Resultados  O formulário foi enviado a 97 discentes e respondido por 40% deles. Todos os respondentes informaram conhecer o plano de parto, e 87% aplicaram-no durante o atendimento de pré-natal. Os apontamentos mais frequentes (45%) acerca do plano de parto foram os que promoviam empoderamento e autonomia à mulher. As sugestões metodológicas mais citadas para a sua aplicação foram focar o conteúdo (76%) e aumentar o número de encontros (50%). O plano individual de parto foi reconhecido por 79% dos participantes como importante estratégia de ensino.

Conclusão  Além de conhecerem o plano de parto e aplicá-lo, os estudantes o consideram muito relevante para o ensino e a aprendizagem das boas práticas obstétricas.

Parto Humanizado; Ensino Superior; Prática Clínica Baseada em Evidência; Enfermagem Obstétrica

RESUMEN

Objetivo  Verificar el conocimiento de estudiantes acerca del plan individual de parto y conocer su comprensión respecto de la utilización de dicha estrategia de enseñanza aprendizaje y de las buenas prácticas obstétricas.

Método  Estudio descriptivo, con alumnos de Obstetricia que cursaban pasantías en la atención básica. La recolección de datos fue realizada de 01/2017 a 05/2017, por medio electrónico, en la Plataforma Google Formularios®. El análisis fue llevado a cabo por estadística descriptiva de categorización de enunciados. El estudio siguió los estándares éticos exigidos.

Resultados  El formulario fue enviado a 97 discentes y respondido por el 40% de ellos. Todos los respondedores informaron conocer el plan de parto, y el 87% lo aplicaron durante la atención de prenatal. Los planteamientos más frecuentes (45%) acerca del plan de parto fueron los que promovían empoderamiento y autonomía a la mujer. Las sugerencias metodológicas más citadas para su aplicación fueron enfocar el contenido (76%) y aumentar el número de encuentros (50%). El plan individual de parto fue reconocido por el 79% de los participantes como importante estrategia de enseñanza.

Conclusión  Además de conocer el plan de parto y aplicarlo, los estudiantes lo consideran muy relevante para la enseñanza y el aprendizaje y de las buenas prácticas obstétricas.

Parto Humanizado; Educación Superior; Práctica Clínica Basada en la Evidencia; Enfermería Obstétrica

ABSTRACT

Objective  To verify students’ knowledge about individual birth planning and learn their opinion about the use of this teaching-learning strategy for good obstetric practices.

Method  This is a descriptive study conducted with midwifery students who made primary health care internships. Data collection was performed digitally from 01/2017 to 05/2017 through the Google Forms®Platform. The analysis was performed by descriptive categorization statistics of statements. The study followed the required ethical standards.

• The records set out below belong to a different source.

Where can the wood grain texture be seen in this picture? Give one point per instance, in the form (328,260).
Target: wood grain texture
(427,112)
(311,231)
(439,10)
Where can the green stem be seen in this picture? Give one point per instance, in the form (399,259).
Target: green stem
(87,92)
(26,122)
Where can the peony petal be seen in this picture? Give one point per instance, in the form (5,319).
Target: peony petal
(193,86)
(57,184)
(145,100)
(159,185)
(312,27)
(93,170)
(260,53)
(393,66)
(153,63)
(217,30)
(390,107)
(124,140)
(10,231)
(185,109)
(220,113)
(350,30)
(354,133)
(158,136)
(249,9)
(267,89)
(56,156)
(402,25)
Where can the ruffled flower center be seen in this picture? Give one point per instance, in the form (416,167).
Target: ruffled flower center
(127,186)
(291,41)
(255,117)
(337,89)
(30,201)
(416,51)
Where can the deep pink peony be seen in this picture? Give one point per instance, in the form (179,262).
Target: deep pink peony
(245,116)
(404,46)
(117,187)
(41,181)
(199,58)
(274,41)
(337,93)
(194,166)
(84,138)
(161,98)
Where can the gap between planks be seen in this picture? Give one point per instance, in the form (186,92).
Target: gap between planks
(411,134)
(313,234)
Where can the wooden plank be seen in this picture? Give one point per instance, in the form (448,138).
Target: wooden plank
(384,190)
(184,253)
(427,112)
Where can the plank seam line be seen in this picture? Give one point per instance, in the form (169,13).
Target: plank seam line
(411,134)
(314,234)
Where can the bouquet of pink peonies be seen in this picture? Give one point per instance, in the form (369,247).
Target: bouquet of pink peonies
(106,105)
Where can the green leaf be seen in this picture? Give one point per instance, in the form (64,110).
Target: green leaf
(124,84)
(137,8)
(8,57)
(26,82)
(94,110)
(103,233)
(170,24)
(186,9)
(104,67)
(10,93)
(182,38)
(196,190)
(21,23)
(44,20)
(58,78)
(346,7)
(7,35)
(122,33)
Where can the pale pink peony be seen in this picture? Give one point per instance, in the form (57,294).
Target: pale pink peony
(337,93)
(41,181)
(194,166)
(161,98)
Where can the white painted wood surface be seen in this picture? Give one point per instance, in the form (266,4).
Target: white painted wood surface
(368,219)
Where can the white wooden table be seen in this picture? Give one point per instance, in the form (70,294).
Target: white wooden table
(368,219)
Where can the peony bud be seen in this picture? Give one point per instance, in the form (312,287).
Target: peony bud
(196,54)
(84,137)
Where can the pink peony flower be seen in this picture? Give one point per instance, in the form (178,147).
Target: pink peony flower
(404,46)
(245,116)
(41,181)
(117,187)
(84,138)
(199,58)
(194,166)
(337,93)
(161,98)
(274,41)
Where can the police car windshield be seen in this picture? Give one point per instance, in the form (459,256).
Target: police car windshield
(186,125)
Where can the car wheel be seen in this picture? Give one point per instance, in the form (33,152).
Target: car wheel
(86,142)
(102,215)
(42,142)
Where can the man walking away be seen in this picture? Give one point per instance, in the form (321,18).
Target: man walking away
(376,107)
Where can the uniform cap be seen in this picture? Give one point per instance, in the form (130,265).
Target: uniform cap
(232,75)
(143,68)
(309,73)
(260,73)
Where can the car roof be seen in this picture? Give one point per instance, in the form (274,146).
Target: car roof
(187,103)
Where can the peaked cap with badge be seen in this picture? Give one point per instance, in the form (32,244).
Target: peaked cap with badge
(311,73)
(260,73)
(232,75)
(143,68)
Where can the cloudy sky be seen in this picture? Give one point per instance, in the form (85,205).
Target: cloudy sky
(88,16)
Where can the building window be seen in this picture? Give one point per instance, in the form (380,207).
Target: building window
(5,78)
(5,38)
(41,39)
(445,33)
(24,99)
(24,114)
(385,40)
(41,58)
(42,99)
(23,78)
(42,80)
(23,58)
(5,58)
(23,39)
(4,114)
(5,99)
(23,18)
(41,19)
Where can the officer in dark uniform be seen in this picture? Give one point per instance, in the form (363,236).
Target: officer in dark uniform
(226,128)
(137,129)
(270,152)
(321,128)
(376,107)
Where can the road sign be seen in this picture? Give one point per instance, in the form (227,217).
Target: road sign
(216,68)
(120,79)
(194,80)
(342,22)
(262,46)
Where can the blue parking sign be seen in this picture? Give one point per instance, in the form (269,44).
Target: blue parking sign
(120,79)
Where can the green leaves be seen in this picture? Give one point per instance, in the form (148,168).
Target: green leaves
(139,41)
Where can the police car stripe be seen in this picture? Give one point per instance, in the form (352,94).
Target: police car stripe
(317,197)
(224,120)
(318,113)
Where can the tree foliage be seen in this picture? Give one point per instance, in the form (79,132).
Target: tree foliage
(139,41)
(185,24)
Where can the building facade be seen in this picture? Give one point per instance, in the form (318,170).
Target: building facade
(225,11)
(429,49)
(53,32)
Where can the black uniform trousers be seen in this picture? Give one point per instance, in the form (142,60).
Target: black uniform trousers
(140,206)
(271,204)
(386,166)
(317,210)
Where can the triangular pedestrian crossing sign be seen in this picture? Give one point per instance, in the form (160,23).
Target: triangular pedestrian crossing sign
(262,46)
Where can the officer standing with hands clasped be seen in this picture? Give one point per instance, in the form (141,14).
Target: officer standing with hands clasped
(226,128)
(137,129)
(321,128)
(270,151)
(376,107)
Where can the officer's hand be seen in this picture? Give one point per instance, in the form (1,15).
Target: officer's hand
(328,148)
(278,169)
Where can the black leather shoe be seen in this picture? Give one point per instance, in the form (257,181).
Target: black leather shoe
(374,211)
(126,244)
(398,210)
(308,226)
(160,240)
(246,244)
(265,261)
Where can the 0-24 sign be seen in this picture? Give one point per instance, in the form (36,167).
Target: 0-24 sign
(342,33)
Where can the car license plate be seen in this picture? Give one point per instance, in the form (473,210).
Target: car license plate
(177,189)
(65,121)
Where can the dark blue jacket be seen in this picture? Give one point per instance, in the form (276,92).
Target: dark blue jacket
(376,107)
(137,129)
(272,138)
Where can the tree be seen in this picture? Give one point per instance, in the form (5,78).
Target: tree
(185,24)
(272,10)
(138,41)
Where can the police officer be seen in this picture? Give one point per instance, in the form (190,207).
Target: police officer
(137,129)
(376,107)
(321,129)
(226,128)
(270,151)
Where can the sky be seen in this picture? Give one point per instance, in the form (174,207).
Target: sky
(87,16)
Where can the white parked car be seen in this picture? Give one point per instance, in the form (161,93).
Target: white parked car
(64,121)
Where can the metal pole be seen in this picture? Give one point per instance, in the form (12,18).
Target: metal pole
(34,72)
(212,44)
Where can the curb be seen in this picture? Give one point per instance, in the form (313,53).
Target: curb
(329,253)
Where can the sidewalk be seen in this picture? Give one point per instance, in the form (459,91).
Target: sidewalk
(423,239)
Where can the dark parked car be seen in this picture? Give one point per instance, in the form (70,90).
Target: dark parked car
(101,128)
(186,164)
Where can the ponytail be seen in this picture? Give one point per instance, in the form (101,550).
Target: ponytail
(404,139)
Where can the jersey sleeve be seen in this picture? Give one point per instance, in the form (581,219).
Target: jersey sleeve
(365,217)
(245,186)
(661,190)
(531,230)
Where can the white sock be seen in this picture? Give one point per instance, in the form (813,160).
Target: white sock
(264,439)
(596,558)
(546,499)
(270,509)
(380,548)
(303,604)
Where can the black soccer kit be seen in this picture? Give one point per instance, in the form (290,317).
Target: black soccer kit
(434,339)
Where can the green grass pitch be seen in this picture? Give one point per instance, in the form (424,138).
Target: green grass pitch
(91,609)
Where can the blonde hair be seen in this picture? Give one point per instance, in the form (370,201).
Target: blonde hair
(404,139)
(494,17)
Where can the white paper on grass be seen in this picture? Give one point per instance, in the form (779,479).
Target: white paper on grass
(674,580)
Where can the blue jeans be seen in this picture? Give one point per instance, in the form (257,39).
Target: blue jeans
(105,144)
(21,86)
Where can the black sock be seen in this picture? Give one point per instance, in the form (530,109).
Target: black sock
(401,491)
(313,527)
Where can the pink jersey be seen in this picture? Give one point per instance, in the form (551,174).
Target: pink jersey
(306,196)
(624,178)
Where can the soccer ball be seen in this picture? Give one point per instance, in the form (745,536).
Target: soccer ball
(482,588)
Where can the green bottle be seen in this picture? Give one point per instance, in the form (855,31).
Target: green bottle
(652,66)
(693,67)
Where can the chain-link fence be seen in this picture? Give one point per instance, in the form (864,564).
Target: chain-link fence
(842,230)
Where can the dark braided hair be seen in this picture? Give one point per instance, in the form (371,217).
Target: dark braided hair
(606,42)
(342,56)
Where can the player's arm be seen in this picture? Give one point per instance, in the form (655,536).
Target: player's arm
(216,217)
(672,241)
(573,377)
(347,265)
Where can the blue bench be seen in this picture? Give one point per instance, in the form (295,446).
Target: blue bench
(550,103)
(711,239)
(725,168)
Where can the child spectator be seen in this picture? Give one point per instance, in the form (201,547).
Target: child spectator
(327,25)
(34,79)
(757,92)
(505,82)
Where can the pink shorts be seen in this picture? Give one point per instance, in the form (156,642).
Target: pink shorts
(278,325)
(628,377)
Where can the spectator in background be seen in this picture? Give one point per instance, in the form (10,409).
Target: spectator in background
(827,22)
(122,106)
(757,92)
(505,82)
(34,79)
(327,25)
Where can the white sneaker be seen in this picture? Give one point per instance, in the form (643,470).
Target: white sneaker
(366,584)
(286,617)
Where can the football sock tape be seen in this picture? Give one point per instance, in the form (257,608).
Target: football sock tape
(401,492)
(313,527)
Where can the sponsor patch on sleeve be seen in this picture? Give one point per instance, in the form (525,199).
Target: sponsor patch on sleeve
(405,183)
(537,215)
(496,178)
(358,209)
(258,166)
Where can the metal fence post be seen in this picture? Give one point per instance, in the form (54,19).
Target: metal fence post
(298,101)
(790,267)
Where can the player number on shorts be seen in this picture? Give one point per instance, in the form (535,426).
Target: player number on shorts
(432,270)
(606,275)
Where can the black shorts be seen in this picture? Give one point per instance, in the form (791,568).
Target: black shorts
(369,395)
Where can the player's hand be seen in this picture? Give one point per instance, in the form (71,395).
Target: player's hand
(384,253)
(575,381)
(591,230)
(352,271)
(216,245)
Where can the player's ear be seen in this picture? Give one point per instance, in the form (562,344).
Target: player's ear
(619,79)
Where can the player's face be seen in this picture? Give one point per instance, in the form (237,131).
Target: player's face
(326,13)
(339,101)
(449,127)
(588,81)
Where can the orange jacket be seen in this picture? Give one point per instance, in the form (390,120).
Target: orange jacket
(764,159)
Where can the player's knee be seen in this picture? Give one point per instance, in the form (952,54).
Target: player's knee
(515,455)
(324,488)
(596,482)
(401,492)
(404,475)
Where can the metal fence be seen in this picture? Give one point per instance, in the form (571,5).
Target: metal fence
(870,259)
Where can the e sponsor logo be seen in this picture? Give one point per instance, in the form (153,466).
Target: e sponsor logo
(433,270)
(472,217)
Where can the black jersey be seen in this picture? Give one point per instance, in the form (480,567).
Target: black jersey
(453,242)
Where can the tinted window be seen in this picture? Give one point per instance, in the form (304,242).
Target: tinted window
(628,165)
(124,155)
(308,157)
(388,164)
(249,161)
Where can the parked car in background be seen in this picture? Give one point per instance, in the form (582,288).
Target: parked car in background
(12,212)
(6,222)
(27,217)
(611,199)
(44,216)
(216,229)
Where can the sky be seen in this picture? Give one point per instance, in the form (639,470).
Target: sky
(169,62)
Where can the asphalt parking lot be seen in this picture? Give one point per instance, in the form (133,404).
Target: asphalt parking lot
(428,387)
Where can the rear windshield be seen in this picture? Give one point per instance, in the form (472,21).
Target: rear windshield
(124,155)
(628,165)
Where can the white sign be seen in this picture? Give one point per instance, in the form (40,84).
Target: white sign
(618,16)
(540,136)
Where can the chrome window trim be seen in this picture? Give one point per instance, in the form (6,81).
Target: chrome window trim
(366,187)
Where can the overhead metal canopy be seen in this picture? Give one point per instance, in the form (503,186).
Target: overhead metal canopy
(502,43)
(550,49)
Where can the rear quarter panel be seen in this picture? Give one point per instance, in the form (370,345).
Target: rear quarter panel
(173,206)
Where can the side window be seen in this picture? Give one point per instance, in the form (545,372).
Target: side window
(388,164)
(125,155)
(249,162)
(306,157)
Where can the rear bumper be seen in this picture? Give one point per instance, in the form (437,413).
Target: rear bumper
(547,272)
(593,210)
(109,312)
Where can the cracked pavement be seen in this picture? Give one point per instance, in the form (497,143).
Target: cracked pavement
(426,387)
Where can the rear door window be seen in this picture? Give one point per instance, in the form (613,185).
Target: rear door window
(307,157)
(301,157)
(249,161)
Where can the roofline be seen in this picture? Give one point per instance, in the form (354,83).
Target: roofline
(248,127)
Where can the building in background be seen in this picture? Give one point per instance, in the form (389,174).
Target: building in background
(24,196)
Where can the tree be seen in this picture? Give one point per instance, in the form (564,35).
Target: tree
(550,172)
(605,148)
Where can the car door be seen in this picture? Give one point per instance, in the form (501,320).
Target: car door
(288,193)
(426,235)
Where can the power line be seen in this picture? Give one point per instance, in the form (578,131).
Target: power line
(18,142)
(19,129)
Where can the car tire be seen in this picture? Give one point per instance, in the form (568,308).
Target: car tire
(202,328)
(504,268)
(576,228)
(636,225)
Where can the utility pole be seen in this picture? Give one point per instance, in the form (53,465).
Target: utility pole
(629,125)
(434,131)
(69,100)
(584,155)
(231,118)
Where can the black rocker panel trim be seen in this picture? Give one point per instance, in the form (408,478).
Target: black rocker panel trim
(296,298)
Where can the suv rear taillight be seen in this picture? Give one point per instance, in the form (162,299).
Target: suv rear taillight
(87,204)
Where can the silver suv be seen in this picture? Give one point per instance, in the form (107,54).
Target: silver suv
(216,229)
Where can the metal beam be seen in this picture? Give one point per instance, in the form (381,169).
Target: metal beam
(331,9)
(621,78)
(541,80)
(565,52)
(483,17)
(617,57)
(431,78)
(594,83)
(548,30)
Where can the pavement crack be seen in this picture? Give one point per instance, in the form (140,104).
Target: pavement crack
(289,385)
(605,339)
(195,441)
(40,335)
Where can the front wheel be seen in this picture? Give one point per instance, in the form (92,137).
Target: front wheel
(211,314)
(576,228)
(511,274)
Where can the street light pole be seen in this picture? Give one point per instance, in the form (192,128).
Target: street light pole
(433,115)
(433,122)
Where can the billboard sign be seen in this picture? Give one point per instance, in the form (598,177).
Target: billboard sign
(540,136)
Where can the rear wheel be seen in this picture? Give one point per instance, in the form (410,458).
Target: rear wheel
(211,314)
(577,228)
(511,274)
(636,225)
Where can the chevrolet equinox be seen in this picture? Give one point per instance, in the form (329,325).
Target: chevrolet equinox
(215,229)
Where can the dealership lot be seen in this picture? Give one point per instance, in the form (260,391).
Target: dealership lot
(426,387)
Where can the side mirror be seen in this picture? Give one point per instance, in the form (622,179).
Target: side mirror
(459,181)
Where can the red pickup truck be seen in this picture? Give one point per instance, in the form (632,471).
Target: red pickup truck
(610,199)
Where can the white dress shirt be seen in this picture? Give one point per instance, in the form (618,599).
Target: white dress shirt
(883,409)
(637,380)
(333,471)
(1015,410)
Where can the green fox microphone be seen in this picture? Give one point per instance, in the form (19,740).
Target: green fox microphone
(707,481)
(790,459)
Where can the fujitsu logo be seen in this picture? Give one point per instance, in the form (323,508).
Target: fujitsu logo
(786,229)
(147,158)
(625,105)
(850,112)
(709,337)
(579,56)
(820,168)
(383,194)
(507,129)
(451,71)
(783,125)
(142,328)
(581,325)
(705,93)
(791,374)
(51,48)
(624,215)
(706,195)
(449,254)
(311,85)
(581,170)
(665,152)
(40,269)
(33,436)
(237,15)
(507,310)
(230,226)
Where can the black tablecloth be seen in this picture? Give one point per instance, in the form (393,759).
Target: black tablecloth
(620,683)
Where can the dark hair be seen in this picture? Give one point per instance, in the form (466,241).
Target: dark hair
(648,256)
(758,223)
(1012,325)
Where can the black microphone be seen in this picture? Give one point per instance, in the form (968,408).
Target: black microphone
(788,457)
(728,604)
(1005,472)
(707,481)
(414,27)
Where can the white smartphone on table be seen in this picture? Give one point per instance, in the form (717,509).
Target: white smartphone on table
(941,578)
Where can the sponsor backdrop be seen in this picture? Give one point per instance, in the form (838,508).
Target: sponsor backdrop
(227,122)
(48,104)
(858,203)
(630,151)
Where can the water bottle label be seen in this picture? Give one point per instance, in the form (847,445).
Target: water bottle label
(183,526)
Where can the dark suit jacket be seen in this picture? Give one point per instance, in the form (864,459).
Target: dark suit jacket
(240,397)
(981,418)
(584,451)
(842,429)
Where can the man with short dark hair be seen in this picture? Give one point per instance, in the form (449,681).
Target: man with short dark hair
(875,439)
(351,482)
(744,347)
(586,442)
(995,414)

Results  The form was sent to 97 students and answered by 40% of them. All respondents reported knowing the birth planning, and 87% applied it during prenatal care. The most frequent (45%) points about the birth plan were those that promoted women’s empowerment and autonomy. The most cited methodological suggestions for its application were to focus on content (76%) and increase the number of meetings (50%). Individual birth planning was recognized by 79% of the participants as an important teaching strategy.

Conclusion  In addition to knowing birth planning and applying it, the students consider it very relevant for teaching and learning good obstetrical practices.

Humanizing Delivery; Education, Higher; Evidence-Based Practice; Obstetric Nursing

INTRODUÇÃO

O processo de ensino-aprendizagem teórico-prático do Curso de Obstetrícia da Escola de Artes, Ciências e Humanidades da Universidade de São Paulo (EACH-USP) desenvolve-se em diversos cenários de prática, entre eles as unidades básicas de saúde da Zona Leste do município de São Paulo, momento em que os alunos desenvolvem competências essenciais para promover a saúde no contexto da atenção primária e para prestar cuidados a mulheres e famílias que vivenciam o ciclo gravídico-puerperal.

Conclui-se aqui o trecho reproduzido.